Was this writer's decision a repression of pain or a denial of grieving? I don't think so. After all, even happy memories can be laced with melancholy. Then again, why the need for melancholy? Why is there a public appetite for pain?

As I thought about this on the way home, I thought about a recurring conversation I've been having with friends I hadn't seen in awhile. It usually went something like this:

--How are you doing, Jen?

--Good, I'm doing good.

--Are you sure?

--Yes. I'm happy.

And the conversation would go on and on as Jen drank more pints. I worried that my contentment was boring to my fellow drinker. Still, I try not to live my life as a cheap melodrama. Cheap melodrama takes up too much energy.

Is it enough to be happy? Why are we always looking for the unhappiness under the happiness? Have tabloids trained us to look for the story behind the story, the hidden truths, exposed in blurry pictures and conjecture by sources close to us? Must we always look for the conspiracy in private lives?

And why not be happy for a little while? Personally, it makes me feel better. Does the internal have relevance? Should internal calm and contentment be studied as much as internal calamity? Perhaps, the internal joke contains the clarity necessary to continue on and on.

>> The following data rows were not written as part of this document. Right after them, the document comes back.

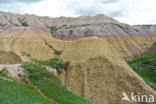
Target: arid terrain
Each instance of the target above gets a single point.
(95, 51)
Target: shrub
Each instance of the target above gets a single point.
(24, 23)
(52, 29)
(4, 72)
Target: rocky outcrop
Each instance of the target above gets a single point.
(96, 69)
(130, 41)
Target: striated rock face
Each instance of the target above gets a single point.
(96, 69)
(129, 41)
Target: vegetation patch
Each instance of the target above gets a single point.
(49, 83)
(20, 93)
(24, 23)
(4, 73)
(52, 29)
(145, 66)
(118, 25)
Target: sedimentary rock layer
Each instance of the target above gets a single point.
(96, 69)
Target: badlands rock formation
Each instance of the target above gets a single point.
(96, 69)
(130, 41)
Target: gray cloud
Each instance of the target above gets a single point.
(115, 13)
(12, 1)
(94, 7)
(109, 1)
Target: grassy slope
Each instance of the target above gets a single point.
(145, 66)
(20, 93)
(51, 85)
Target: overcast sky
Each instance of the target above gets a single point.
(127, 11)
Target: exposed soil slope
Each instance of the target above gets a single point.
(96, 69)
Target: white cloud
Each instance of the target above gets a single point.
(127, 11)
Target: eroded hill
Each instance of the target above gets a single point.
(96, 70)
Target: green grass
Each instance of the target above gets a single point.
(145, 66)
(20, 93)
(23, 23)
(50, 84)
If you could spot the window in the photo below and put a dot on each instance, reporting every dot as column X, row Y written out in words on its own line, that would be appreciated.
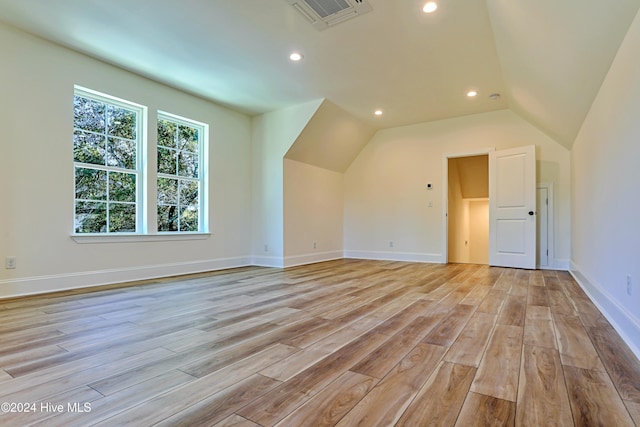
column 114, row 185
column 180, row 174
column 106, row 153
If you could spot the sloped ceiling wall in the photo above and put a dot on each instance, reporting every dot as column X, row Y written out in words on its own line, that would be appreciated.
column 555, row 55
column 331, row 140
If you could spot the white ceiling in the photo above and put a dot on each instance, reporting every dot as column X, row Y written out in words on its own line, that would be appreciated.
column 546, row 57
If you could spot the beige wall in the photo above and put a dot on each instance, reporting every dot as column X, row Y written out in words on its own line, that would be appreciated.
column 36, row 211
column 313, row 213
column 385, row 195
column 458, row 217
column 606, row 198
column 478, row 231
column 273, row 134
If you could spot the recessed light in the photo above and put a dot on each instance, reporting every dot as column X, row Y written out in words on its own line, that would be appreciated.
column 430, row 7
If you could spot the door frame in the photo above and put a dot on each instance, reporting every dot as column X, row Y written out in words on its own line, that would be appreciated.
column 444, row 259
column 550, row 227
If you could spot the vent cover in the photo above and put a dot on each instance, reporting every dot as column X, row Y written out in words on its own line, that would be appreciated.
column 326, row 13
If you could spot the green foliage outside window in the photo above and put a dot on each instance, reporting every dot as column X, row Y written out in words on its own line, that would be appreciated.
column 104, row 151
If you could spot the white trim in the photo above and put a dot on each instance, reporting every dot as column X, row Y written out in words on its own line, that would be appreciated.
column 60, row 282
column 291, row 261
column 395, row 256
column 267, row 261
column 136, row 238
column 558, row 264
column 623, row 321
column 550, row 227
column 444, row 257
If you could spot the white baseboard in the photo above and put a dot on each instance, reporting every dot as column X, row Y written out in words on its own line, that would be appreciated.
column 395, row 256
column 557, row 264
column 267, row 261
column 624, row 322
column 311, row 258
column 10, row 288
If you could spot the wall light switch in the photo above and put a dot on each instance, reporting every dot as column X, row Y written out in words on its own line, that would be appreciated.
column 10, row 262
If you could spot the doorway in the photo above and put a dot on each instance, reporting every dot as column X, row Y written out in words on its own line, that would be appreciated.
column 468, row 209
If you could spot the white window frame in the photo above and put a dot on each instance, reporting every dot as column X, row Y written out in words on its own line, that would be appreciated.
column 141, row 126
column 203, row 155
column 147, row 176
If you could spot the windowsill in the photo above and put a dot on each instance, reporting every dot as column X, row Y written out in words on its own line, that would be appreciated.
column 137, row 238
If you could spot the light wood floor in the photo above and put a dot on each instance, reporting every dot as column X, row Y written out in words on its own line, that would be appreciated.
column 338, row 343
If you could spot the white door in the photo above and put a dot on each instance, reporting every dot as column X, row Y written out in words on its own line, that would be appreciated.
column 512, row 207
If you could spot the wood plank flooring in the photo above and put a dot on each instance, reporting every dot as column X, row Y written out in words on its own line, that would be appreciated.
column 340, row 343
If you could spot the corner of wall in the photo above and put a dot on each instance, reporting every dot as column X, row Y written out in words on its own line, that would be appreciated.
column 624, row 322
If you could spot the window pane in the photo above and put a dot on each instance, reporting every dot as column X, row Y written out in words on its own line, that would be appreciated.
column 167, row 191
column 121, row 122
column 189, row 219
column 168, row 218
column 188, row 192
column 122, row 218
column 88, row 114
column 121, row 153
column 187, row 164
column 91, row 184
column 122, row 187
column 166, row 161
column 167, row 133
column 88, row 148
column 188, row 139
column 91, row 217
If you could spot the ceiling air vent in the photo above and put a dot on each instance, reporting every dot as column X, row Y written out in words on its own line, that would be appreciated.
column 326, row 13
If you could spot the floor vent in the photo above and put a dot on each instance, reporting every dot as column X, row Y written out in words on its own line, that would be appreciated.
column 326, row 13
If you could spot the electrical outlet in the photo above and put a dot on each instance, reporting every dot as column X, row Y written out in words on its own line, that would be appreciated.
column 10, row 262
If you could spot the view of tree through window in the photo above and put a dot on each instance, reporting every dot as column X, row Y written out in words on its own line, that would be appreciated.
column 105, row 151
column 179, row 175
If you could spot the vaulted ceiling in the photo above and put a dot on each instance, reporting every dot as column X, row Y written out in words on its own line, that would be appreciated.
column 546, row 58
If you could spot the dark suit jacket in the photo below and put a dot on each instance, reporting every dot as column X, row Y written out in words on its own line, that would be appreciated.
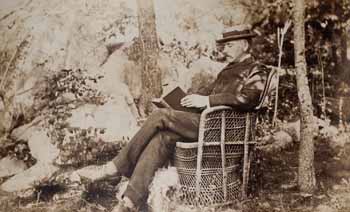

If I view God as a comedian playing to an audience too scared to laugh, perhaps I ought to start laughing internally a lot more.

Is laughter a remedy for woe? The act of laughing is a loss of control. To be truly laughing is to be out of control. To be crying is also a loss of control. Within ourselves, we hold the ability to lose control.

If laughter comes from happiness, perhaps we should view happiness not as a contentment, as achieving a level of civility, but as a foray into undisciplined delight. When I say I'm happy, I do not mean that I live contented. Rather, I exist in a series of tiny laughters and moments of uncontrolled exhilaration.